As of Sept. 18 there were currently 115 active fires in the United States, according to the National Interagency Fire Center. These fires cover a cumulative total of 2,023,775 acres and were actively being fought by 17,684 active personnel. As we look at one of the worst fire seasons in recent memory, many ask what could have been done (if anything) to prevent, or at least mitigate, the damage that has been caused.
One hotly debated potential solution is the use of logging to thin forests and remove fuel from the potential path of a fire. Common sense indicates that if the fuel for a fire is removed there shouldn’t be a fire, right? The reality, however, is a bit more complicated. While forest thinning followed by slash removal has been shown by the National Forest Service to reduce fire severity, simply logging a forest does little to hinder fires. In fact, it may even increase the severity of fires in the right situations.
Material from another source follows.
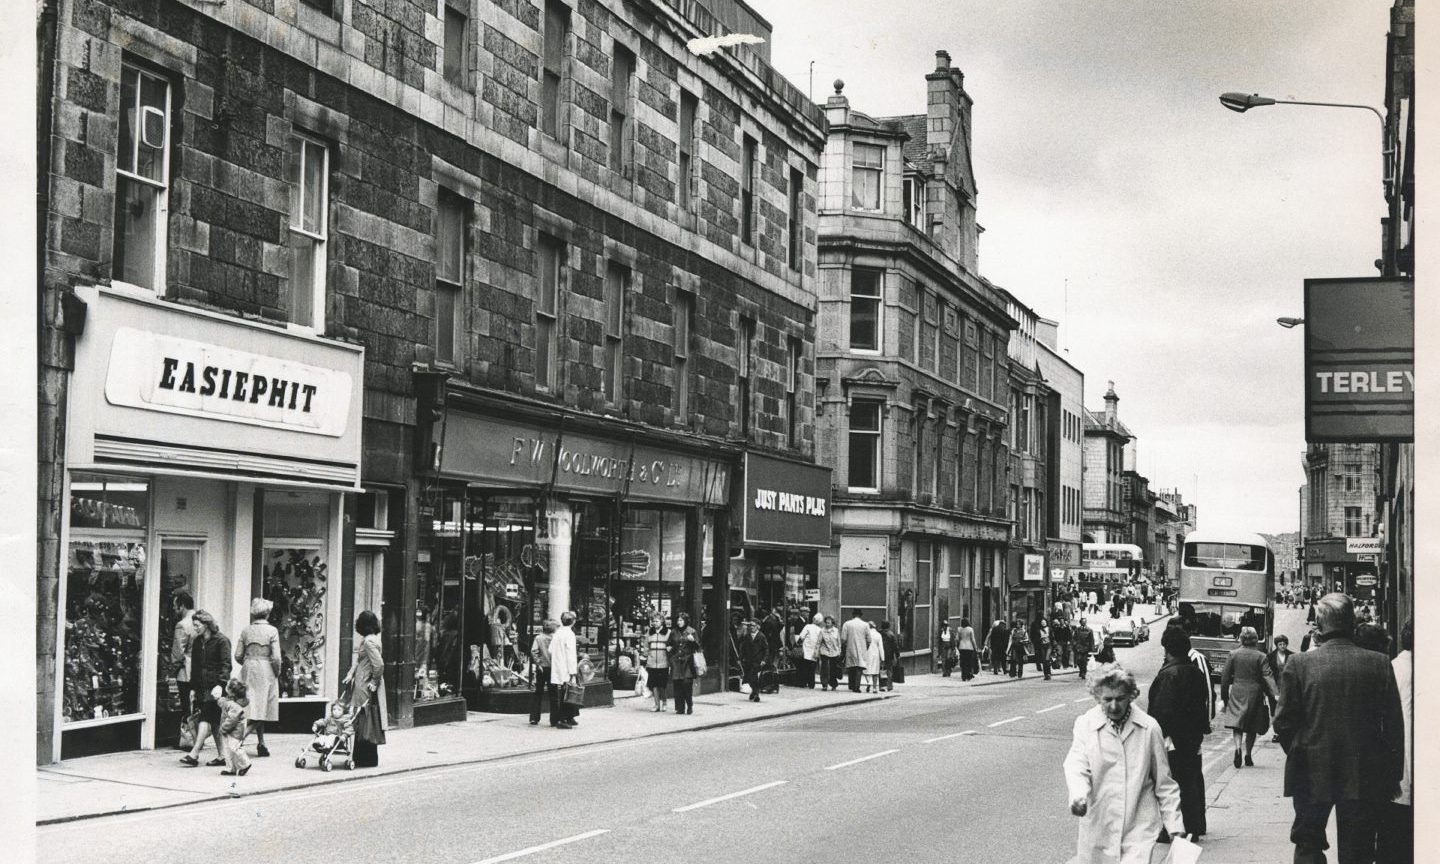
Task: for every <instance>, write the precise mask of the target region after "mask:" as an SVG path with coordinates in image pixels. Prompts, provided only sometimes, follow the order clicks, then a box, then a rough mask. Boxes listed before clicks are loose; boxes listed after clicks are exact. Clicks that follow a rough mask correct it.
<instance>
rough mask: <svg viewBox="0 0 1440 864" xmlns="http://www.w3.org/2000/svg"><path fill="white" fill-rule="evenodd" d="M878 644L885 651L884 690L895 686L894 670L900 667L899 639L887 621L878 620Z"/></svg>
mask: <svg viewBox="0 0 1440 864" xmlns="http://www.w3.org/2000/svg"><path fill="white" fill-rule="evenodd" d="M880 645H881V648H883V649H884V652H886V660H884V664H886V670H884V671H886V677H884V678H886V690H894V688H896V670H897V668H899V667H900V639H897V638H896V634H894V631H893V629H890V622H888V621H881V622H880Z"/></svg>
Andrew Larson, an associate professor in the University of Montana’s Forestry and Conservation program, said that “under extreme weather conditions your past logging or fuel reduction treatments might not have an effect at all and sometimes can have the exact opposite effect.” If during the process of logging various tree limbs and tops are left behind, they can act as another fuel source for a potential fire. And without the presence of tree cover, this fuel dries out much more quickly, making it that much more susceptible to burning in the future.
Thinning and fuel treatment affect different environments in various ways — there’s no one prescription for all forests. And in the case of summers such as this one, which was incredibly dry and windy, fires will begin regardless of fuel treatment.
Consider the halted Stonewall Project. The Stonewall Project proposed harvesting forests in the area northwest of Lincoln for the purposes of combating pine beetle outbreaks as well as lowering the severity of potential fires, among other considerations. The project called for a maximum of about 8,500 acres of forest to be treated, leaving an average space of 20-40 feet between trees, and the resulting slash and debris would be removed in controlled burns. This area has been part of the fires this season. While this treatment would undoubtedly affect the way that fires would burn in this area, it would not change the fact that it could still burn. Larson points out that “[Logging] doesn’t create a system that won’t burn. It will potentially change the fire behavior on the forest, reduce the severity, perhaps make it more defensible space, but it will not stop fire. On windy, hot days, a fire will carry right through that understory or in those crowns regardless of whether it’s been thinned or not.”
Fire prevention is a tricky system of give and take that logging may help in some cases. But sometimes, it may be the worst possible thing.